Corpi, profumi. Un dialogo sulle possibilità dell’assenza del corpo nello spazio espositivo di ,

di , 8 Luglio 2021

Questo dialogo nasce dalle due mostre personali degli artisti Davide Stucchi e Corrado Levi a Milano, rispettivamente “Falli” da Martina Simeti e “Di amici di uomini e di Pontormo” da RIBOT – arte contemporanea, che si sono svolte nello stesso momento. Stucchi e Levi, pur appartenendo a due generazioni molto distanti, indagano da prospettive simili la dinamica del desiderio nelle proprie biografie.
Il corpo è la sua assenza, la sua presenza è legittimata dalla sua stessa frustrazione. Presenza e assenza del corpo convivono nelle produzioni e nella vita di Stucchi e Levi. I due si incontrano per la prima volta alla XVI Quadriennale di Roma nel 2017, nella mostra “Ehi, Voi!” a cura di Michele D’Aurizio; poi, successivamente, per un intervento che Stucchi chiede a Levi e installa nella sua prima personale alla galleria Deborah Schamoni di Monaco sempre nel 2017. E dopo ancora per una doppia personale che realizzano insieme da Zazà Napoli nel 2020. Negli anni il rapporto tra i due artisti si è sviluppato attorno a un vuoto a cui hanno cercato di dare forma. La conversazione che segue è un affondo sui corpi come oggetto e soggetto espositivo, il loro rapporto con lo spettatore e la relazione fra artista e produzione prendendo reciprocamente spunto da alcune opere delle rispettive mostre.

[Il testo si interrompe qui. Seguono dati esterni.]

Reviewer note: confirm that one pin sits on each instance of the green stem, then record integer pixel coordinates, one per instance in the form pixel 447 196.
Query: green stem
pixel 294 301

Davide Stucchi: Il corpo maschile è spesso evocato in assenza nel nostro lavoro, ma è l’altro che cerchiamo di raffigurare o noi stessi? Ad esempio nel lavoro Uomini di Corrado Levi (1985–2020), tu ci sei?
Corrado Levi: Uomini di Corrado Levi è un gioco in assenza, gli altri e me sono solo detti. È un detto verbale che dice un mio desiderio ma gli altri purtroppo non ci sono!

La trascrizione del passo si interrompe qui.